A new report warns against the folly of over-investing in natural gas
By Thibault Worth
The nation’s power plants are aging. An increasing number require replacement parts; others can’t keep up with new environmental regulations.
A report released today [PDF] by the Boston-based think tank Ceres estimates that in the next two decades, up to $100 billion will be invested in the electric utility industry every year – twice the amount invested in recent years.
According to the report, that boom in investment will take place in a shifting regulatory environment. Air pollution and greenhouse gas restrictions will increase, and fossil fuel-burning power plants will have to keep up. Governments are setting requirements for energy from renewable sources. (California, for example, is targeting a 33% renewable energy ratio by 2020.) Smart grids and new consumer technologies are changing how people think about energy production and consumption.

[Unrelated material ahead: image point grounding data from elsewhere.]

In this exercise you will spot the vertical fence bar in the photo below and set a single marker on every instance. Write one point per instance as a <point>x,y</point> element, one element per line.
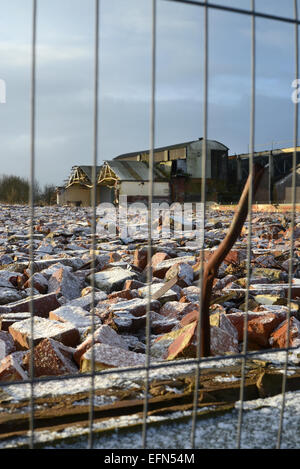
<point>31,220</point>
<point>250,200</point>
<point>94,201</point>
<point>150,200</point>
<point>292,226</point>
<point>202,225</point>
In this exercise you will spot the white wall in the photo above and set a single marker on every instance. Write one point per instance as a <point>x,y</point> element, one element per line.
<point>131,188</point>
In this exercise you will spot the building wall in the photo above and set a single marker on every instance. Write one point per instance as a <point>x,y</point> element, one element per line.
<point>135,188</point>
<point>75,195</point>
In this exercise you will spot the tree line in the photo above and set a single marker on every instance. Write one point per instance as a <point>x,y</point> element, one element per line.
<point>16,190</point>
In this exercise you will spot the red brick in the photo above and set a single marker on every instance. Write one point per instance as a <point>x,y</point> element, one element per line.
<point>51,358</point>
<point>42,329</point>
<point>278,336</point>
<point>140,258</point>
<point>103,335</point>
<point>42,305</point>
<point>11,367</point>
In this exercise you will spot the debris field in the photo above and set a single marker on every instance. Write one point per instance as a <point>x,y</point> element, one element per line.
<point>64,315</point>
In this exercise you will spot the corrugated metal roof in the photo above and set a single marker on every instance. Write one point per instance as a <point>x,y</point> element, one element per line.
<point>134,170</point>
<point>213,143</point>
<point>88,170</point>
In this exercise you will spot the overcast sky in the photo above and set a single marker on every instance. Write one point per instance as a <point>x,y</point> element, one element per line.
<point>65,67</point>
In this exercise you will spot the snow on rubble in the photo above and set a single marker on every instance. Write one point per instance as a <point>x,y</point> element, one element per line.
<point>67,312</point>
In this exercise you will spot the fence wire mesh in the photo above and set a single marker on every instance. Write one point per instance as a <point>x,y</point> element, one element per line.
<point>196,363</point>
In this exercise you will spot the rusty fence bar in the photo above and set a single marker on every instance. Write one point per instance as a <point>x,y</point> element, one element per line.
<point>253,13</point>
<point>31,221</point>
<point>250,201</point>
<point>150,201</point>
<point>291,259</point>
<point>94,204</point>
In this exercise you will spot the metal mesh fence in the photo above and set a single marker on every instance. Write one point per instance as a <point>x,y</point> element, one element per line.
<point>196,363</point>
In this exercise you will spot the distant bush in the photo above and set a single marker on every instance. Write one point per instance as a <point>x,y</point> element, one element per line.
<point>15,190</point>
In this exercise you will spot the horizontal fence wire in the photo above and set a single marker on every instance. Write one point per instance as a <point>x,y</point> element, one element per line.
<point>197,362</point>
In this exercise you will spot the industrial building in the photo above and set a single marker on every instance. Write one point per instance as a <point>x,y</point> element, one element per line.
<point>177,176</point>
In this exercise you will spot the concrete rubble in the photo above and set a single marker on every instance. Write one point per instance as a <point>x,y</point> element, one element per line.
<point>72,323</point>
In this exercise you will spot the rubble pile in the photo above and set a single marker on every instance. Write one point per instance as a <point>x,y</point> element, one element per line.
<point>66,311</point>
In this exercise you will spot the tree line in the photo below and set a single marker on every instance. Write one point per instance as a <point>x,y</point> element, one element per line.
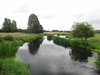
<point>34,25</point>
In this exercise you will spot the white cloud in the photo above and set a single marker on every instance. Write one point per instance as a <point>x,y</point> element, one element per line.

The good news is that the industry is growing, and will have an unprecedented chance to clean up its act. The bad – or cautionary – news is that state regulators will face increasingly complex investment challenges and pressures to make short-term fixes when they need to be thinking long-term.
A prime example is the recent expansion of the natural gas-fired power plant fleet across the country. Public utilities and private energy companies have been applying for permits to build natural gas power plants in record numbers, in part because of the current low cost of natural gas, in part because many regulators believe they are a solution to the inherent fluctuations in renewable energy sources such as wind and solar. But over-investment in natural gas would be a “folly” says Denise Furey, a co-author of the Ceres study.
“The problem with natural gas is that it is a commodity and subject to price fluctuations.”
If the price of natural gas goes up, so will electricity prices for consumers. And we’ll be stuck with a bunch of fossil fuel-burning plants that contribute to climate change.
The report’s authors say it is important that state regulators remain risk-aware, and diversify energy baskets over the long term.